The original shadow stack support has an error on S3 resume with very bizzare
fallout. The BSP comes back up, but APs fail with:
(XEN) Enabling non-boot CPUs ...
(XEN) Stuck ??
(XEN) Error bringing CPU1 up: -5
and then later (on at least two Intel TigerLake platforms), the next HVM vCPU
to be scheduled on the BSP dies with:
(XEN) d1v0 Unexpected vmexit: reason 3
(XEN) domain_crash called from vmx.c:4304
(XEN) Domain 1 (vcpu#0) crashed on cpu#0:
The VMExit reason is EXIT_REASON_INIT, which has nothing to do with the
scheduled vCPU, and will be addressed in a subsequent patch. It is a
consequence of the APs triple faulting.
The reason the APs triple fault is because we don't tear down the stacks on
suspend.

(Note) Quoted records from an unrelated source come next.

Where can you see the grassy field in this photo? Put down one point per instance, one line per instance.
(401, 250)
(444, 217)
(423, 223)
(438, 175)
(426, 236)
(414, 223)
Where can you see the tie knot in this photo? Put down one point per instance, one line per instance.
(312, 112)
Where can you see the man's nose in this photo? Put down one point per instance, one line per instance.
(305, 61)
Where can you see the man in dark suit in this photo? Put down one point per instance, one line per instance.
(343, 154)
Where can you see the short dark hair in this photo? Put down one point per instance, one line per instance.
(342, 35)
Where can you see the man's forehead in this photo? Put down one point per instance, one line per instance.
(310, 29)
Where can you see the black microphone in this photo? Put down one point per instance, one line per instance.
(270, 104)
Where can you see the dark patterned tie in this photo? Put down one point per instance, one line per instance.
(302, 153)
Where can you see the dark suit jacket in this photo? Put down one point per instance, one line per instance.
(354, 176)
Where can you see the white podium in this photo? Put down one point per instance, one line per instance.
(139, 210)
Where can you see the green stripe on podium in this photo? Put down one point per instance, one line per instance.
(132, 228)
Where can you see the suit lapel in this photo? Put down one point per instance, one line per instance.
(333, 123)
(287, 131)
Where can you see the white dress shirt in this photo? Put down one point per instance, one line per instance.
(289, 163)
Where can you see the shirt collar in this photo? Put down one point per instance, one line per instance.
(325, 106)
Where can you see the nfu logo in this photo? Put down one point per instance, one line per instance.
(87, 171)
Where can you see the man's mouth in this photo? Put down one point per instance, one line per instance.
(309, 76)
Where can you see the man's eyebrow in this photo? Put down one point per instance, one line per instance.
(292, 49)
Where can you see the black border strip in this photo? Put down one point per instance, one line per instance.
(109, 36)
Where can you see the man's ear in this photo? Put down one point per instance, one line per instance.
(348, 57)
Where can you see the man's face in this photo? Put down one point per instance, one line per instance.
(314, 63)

The idle/play_dead loop is killed in the middle of running, meaning
that the supervisor token is left busy.
On resume, SETSSBSY finds the token already busy, suffers #CP and triple
faults because the IDT isn't configured this early.

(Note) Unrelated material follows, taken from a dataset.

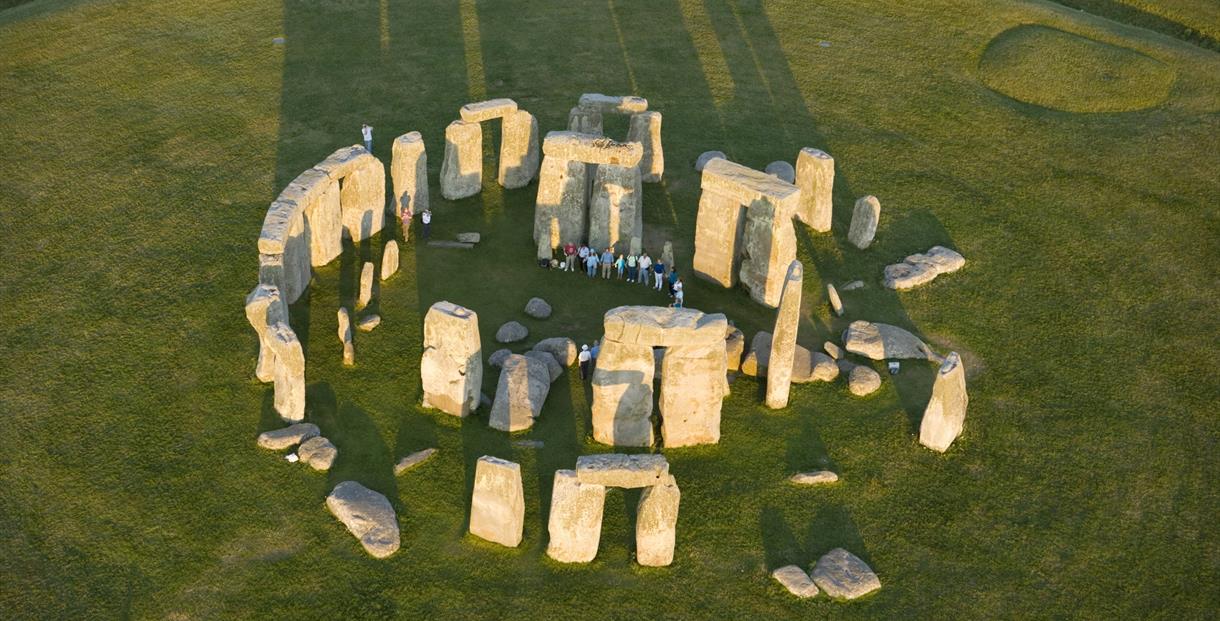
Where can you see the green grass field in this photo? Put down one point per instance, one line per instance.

Rework the AP bringup path to (re)create the supervisor token. This ensures
the primary stack is non-busy before use.
Fixes: b60ab42db2f0 ("x86/shstk: Activate Supervisor Shadow Stacks")
Link: https://github.com/QubesOS/qubes-issues/issues/7283
Reported-by: Thiner Logoer <logoerthiner1@163.com>
Reported-by: Marek Marczykowski-Górecki <marmarek@invisiblethingslab.com>
Signed-off-by: Andrew Cooper <andrew.cooper3@citrix.com>
Tested-by: Thiner Logoer <logoerthiner1@163.com>
Tested-by: Marek Marczykowski-Górecki <marmarek@invisiblethingslab.com>
---
CC: Jan Beulich <JBeulich@suse.com>
CC: Roger Pau Monné <roger.pau@citrix.com>
CC: Wei Liu <wl@xen.org>
CC: Thiner Logoer <logoerthiner1@163.com>
CC: Marek Marczykowski-Górecki <marmarek@invisiblethingslab.com>
Slightly RFC. This does fix the crash encountered, but it occurs to me that
there's a race condition when S3 platform powerdown is incident with an
NMI/#MC, where more than just the primary shadow stack can end up busy on
resume.
A larger fix would be to change how we allocate tokens, and always have each
CPU set up its own tokens. I didn't do this originally in the hopes of having
WRSSQ generally disabled, but that plan failed when encountering reality...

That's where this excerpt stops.